Hanımlarını Cimas restoranının İngiliz barına götürdü ve akşamları Estoril kumarhanesinde geçirdi. 1941'de Fleming, Popov'un görev için tahsis edilen parayı - bir kumarhanede 50 bin dolar (bugünkü döviz kuruyla bir buçuk milyondan fazla) kaybettiğini gördü. Ancak Popov, bankayı elinde tutan Litvanyalıya karşı blöf yaptı. Sonuç olarak, Fleming'in Portekiz hatıralarına dayanarak yazdığı bir roman olan Casino Royale'nin sayfalarında başrol oynadı.

Dusan Popov, Spy-Counter-Spy adlı anılarında şunları yazdı: “Ian Fleming'in James Bond'unu benden sildiğini söylediği söylendi. Belki de bu böyledir. Amerika Birleşik Devletleri'ne uçuşumdan birkaç gün önce Lizbon'da Fleming ile konuştum. Bana her yerde eşlik etti ve belki de bir gece olanları kitapta somutlaştırdı. "

Gerçek şu ki, Dusko Popov daha sonra ABD'de bir Alman ağı oluşturmayı amaçlayan Abwehr'den 80 bin dolar aldı. Ve Fleming'i kızdırmaya karar verdi.
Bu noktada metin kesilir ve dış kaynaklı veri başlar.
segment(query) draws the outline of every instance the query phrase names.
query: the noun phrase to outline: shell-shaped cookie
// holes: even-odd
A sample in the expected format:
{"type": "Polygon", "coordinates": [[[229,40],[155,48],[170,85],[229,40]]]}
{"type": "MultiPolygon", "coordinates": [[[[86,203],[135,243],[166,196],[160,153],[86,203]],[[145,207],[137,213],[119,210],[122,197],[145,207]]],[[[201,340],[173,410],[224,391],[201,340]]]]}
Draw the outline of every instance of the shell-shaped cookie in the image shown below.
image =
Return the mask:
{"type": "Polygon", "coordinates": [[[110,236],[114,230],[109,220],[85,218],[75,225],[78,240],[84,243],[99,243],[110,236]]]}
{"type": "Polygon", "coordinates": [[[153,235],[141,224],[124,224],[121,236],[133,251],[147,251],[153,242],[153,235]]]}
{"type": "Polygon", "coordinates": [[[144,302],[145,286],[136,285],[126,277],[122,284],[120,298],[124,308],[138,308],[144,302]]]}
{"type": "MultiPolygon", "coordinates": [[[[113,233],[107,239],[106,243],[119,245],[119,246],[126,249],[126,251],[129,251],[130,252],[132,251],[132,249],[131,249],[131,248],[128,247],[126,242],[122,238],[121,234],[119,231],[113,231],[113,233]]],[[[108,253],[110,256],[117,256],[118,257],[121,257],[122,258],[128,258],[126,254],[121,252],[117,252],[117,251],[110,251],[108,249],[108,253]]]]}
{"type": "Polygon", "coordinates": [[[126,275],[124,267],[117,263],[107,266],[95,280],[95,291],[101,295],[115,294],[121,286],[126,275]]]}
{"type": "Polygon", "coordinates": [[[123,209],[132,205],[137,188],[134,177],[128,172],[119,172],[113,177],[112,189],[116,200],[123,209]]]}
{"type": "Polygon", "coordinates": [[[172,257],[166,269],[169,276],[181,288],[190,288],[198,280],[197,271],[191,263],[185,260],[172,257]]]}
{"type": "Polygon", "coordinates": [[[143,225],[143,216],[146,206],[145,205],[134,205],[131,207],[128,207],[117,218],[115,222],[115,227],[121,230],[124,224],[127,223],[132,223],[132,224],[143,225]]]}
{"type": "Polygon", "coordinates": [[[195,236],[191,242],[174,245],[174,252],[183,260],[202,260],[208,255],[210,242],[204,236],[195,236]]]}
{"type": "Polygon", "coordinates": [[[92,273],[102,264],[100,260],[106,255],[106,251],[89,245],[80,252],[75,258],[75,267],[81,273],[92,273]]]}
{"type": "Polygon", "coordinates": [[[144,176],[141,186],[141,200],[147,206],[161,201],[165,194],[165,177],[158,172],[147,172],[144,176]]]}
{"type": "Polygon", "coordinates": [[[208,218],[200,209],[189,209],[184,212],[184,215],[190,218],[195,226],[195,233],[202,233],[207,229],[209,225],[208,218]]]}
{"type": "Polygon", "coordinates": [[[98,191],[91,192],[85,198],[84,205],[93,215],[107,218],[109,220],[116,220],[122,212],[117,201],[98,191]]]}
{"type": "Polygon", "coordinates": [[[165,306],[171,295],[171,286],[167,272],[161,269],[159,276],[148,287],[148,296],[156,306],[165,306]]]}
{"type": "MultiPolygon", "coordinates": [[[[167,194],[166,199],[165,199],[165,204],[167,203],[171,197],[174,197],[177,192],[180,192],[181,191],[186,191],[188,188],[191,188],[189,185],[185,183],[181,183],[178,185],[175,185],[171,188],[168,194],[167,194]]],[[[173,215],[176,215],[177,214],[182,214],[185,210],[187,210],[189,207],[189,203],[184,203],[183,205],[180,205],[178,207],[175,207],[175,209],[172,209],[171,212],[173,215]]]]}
"Muhtemelen Fleming bu davayı öğrendi... Palacio Otel'deki odamdan çıkıp lobiye indim. Gece elbisemin cebinde kalın bir banknot destesi vardı. Parayı otel kasasına bırakıp dikkatleri üzerime çekmek yerine yanımda taşımayı tercih ettim. Fleming'i fark ettiğimde, ona hiç önem vermedim. Sonra akşam yemeğinden önce bir şeyler içmek için bara gittim ve onunla tekrar karşılaştım. Benimle aynı restoranda yemek yedi. Bütün bunlar dikkatimi çekti ve şüphelerimi kontrol etmeye karar vererek Estoril Kumarhanesi'ne giden parka bilerek yavaş yavaş girdim. Fleming beni takip etti. O anda peşimde bir MI6 kişinin olması komikti, onun sadece parayı koruyabileceğini biliyordum ama beni koruyamazdı. İngiliz istihbaratının bana güvenmek için iyi bir nedeni vardı. Kafamda taşıdığım sırlar 80.000 dolardan çok daha değerliydi...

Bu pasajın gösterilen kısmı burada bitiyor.